Before anyone gets their panties in a bunch, as far as establishing organic produce standards that by all appearances are genuine and fair standards that producers will then adhere to, uniformly, that 02' benchmark by USDA, in and of it's self, looks nice and all that as far as this goes.... but pardon my suspicion that such a standard (at that time) was more about subterfuge necessary to faciliate a critical inching forwards towards regulating an emerging industry - $$, merely another step towards where they want to ultimately be on "organic"; total control, replete with old words and old terms totally re-packaged in new definitions that establish the agenda of a new market, a place where pretty much all commercial industries end up these days. Far as I'm concerned, USDA's 02' benchmark was like so much Mammoth getting it's foot proverbially in the door, and once Mammoth Corp Anybody gets their foot in a door, even a crack, that door's job -allowing and or prohibiting passage, is over, finsished, ended.
That's why it is a shame that the Organic Trade Association - a food-industry group whose members include such giants as Kraft, Dean Foods and General Mills, which own national organic brands - is seeking to dilute the organic standards.
Color me a looney theorist, call me a paranoid whacko, but the perps making up the aforementioned OTA look to be on a par with and about as wholesome and genuine as was Ted Bundy and Jeffery Dalmer being esteemed members of the Baby Sitter's Association, and Al Capone and Bugsy Malone being upstanding charter members of the ever-trusted Friendly Financier's Association.

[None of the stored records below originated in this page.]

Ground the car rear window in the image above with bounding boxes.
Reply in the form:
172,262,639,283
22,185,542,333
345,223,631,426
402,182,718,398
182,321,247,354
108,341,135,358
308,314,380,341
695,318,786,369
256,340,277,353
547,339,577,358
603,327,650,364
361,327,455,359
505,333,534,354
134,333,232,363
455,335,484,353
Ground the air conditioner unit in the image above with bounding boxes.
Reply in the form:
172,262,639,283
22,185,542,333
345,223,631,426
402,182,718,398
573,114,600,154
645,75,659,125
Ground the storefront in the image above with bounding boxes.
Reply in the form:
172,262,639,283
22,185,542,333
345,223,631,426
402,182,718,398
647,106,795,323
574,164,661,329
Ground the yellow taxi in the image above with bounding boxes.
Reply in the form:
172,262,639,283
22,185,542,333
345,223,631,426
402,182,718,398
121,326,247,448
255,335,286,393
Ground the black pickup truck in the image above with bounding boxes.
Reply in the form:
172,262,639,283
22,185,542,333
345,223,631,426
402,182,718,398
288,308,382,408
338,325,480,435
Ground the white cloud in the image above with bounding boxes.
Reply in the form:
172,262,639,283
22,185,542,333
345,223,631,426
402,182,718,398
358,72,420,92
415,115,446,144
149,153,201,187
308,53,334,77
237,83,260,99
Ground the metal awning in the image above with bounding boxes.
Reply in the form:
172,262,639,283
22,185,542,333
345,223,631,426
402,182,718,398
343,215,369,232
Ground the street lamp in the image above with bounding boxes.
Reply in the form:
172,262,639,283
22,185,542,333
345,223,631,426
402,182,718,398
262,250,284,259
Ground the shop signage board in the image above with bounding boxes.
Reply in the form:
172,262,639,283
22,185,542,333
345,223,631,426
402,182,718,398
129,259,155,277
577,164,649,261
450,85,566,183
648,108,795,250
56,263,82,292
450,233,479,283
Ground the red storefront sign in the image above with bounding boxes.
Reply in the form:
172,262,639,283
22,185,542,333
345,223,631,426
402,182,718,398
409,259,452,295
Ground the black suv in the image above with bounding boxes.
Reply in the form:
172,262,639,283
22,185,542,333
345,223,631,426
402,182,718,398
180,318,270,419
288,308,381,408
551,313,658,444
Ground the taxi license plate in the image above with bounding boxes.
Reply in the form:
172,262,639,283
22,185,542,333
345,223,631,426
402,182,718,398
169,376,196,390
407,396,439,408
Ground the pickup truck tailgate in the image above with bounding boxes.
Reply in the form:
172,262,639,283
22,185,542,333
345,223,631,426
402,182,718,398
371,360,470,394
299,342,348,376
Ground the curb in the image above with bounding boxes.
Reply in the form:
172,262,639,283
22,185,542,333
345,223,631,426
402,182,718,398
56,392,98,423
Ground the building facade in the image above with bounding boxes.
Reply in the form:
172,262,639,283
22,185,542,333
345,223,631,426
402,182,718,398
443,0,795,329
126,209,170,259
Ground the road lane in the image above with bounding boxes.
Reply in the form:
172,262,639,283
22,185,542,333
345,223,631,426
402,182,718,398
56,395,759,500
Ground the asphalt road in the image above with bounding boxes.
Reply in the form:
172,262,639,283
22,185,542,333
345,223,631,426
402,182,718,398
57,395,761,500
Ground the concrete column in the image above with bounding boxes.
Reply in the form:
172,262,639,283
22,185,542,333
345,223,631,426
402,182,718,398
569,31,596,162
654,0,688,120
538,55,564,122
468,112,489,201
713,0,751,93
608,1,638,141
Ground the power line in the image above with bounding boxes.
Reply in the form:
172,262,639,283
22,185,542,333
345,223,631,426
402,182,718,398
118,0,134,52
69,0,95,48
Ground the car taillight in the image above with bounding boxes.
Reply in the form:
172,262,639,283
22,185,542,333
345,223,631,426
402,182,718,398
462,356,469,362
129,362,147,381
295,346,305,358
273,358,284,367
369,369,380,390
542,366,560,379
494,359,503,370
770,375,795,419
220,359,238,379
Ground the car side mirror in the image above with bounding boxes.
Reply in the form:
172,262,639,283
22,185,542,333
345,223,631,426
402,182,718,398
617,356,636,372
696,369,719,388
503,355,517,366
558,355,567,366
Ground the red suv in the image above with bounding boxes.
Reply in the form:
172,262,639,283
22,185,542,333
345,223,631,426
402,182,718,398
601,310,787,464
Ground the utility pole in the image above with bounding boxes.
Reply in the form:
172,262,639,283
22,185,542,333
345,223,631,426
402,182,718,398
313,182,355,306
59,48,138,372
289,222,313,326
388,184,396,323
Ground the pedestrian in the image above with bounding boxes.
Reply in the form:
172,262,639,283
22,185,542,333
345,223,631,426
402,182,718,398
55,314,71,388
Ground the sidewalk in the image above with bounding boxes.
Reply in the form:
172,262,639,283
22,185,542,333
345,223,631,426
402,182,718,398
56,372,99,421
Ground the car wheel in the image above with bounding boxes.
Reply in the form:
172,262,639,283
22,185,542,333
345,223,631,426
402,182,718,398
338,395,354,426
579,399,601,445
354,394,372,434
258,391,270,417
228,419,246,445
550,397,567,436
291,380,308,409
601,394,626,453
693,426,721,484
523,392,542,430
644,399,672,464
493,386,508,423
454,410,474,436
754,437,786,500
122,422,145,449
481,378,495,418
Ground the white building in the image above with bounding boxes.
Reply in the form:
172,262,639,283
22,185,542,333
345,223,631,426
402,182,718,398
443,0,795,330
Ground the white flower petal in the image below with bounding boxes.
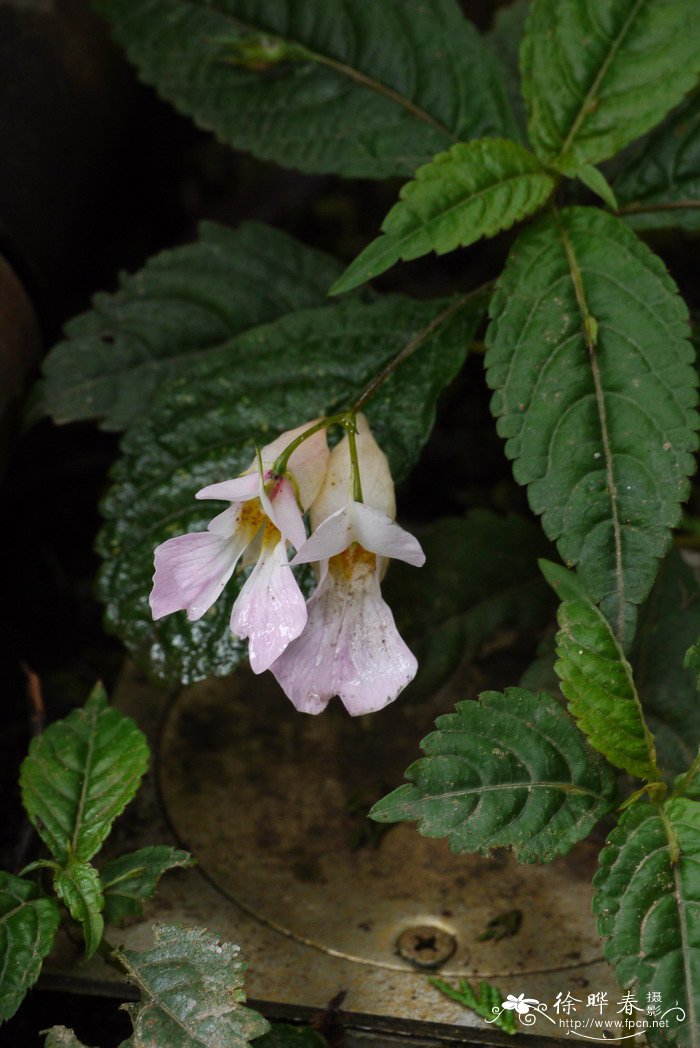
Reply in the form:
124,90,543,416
260,476,307,550
270,556,417,716
230,538,307,674
291,503,354,565
292,501,424,568
352,502,425,566
196,473,260,503
207,505,240,536
150,530,243,621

The prospects for maintaining the value and tradition of organic food is likely to be a battle not unlike most other worthy realities of tradition one may be interested in preserving these days. Learn more. Try to educate others along the way. Patronize the small mom N pop outlets and or the somwhat larger co-ops as they may be available and as seems fit. Meanwhile, don't expect somebody else to do the job for you. Especially avoid the trap of being convinced that some big-time organization is somehow going to rise above the twilight zone, put big brother in it's place, and save the day for the world.